There’s an underlying complexity now to content marketing now that didn’t exist a couple of years ago. It used to be very much like okay, like I said before, you can’t just whack some stuff on your website, copy a link and shout about it in social channels and people will come and they’ll love it. And they’ll join a community or they’ll download something or they’ll give you an email address. It was very, very simple. You had to really be bad at it, six or seven years ago, to not to get some kind of success even if you knew what you were trying to do.

And I still think it’s possible to start from scratch and be very, very successful but it’s definitely not about producing more content. It’s definitely not about just going, “oh well shit, I like to write and I know some people and I’m going to write some stuff and I’m going to put it out there.” Our experience is consumerism and it’s typically now through discovery, and that discovery may be contextual ads served up to us, it may be inline feed ads on Facebook, for example, so that’s where you’re competing against people’s mums and their brothers and their friends and the disaster in Turkey and whatever, you’ve got these other things that are getting pushed in, in a contextual way, and they’re speaking to that person, in an understanding way, they’re recognising who that person is as an individual.

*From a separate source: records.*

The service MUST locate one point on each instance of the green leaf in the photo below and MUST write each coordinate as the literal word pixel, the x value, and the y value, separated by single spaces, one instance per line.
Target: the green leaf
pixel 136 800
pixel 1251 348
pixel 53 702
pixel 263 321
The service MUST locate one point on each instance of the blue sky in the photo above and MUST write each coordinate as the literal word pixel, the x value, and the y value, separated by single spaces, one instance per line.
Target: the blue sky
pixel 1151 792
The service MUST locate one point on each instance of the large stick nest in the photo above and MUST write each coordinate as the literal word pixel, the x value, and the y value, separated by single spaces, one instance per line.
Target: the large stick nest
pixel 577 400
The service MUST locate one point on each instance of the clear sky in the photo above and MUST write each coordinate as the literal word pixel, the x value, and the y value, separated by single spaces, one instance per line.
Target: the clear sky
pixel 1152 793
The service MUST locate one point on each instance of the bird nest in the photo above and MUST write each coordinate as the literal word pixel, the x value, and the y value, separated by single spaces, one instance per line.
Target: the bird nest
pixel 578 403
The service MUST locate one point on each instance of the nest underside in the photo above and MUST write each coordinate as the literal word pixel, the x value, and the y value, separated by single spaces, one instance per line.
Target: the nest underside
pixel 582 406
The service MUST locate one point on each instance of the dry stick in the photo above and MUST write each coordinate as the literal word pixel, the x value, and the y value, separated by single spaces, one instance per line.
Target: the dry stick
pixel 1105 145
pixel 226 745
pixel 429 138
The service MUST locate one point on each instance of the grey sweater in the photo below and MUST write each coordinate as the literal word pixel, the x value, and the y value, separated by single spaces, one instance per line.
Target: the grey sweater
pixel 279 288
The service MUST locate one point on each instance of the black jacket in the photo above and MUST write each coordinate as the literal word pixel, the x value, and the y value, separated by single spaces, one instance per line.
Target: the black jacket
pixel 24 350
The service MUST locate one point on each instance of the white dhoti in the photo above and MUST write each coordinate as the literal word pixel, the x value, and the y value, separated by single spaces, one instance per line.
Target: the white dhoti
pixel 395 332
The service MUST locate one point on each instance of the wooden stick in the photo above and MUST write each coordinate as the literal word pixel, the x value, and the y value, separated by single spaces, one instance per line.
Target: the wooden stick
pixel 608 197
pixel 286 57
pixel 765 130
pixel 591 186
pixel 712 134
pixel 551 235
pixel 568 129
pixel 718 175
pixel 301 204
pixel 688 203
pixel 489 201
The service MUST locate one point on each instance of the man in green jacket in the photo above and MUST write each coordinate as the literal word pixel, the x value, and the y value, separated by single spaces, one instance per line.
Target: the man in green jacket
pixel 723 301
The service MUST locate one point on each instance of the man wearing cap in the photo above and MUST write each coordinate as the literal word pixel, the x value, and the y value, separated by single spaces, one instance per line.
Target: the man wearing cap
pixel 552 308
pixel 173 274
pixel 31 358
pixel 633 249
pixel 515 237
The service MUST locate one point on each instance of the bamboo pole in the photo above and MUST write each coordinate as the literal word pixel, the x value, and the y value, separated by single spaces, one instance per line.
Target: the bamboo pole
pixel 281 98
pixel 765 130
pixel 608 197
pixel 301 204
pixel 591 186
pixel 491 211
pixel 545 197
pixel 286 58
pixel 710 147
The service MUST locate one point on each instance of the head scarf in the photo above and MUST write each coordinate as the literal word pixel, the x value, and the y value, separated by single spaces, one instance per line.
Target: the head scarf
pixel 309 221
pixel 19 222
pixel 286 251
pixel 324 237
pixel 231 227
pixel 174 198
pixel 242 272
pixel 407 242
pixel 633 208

And the promise of social platforms now and certainly Facebook’s ability to target down to an individual level for example, it’s so much more extraordinarily than your ability to create content for every single person on the planet. So there’s a line there that’s, it’s almost like the ecosystem has outgrown your financial capability to actually use it to that extent. So you’ve got to find a happy medium whereby you can still create purposeful and intentional content but unless you really have invested in knowing, and I can’t emphasise this enough, obviously because I’ve said it 6 or 7 times in the last 20 minutes, but if you don’t spend the time really knowing the things that are going to get your audience fired up or resonating then you’re just one of the thousands of other stories that aren’t quite that personal to them any more and just get thumbed over, even if you manage to get in someone’s feed and pay for it.

So it’s almost as if the stakes have been raised at every single level. Now when the stakes get raised, it’s “Oh shit, we’ve got to do more and more and more.” That’s absolutely when you have to do the opposite and just do a lot less.

And I would advise anyone to do all they can to declass our things. Not do five things, just do one thing. Start from a very simple premise and reduce the frequency and just focus on quality, consistency, and things you have a heightened degree of confidence are going to engage with a person. And test everything. A/B testing is iterative responses, even if you spend the time developing a strategy, you recognised that that’s just a hypothesis, that’s not the way the world is going to work until you actually put it into action.

And even if you have a strategy and it’s worked, it’s not going to work the same way in six months time. Because these platforms that we’re playing in are constantly changing. I don’t know how many updates that the Twitters and Facebooks and LinkedIns have made this year but it’s at least one a week from all of them that can have a significant impact on the financial viability of a certain tactic or not.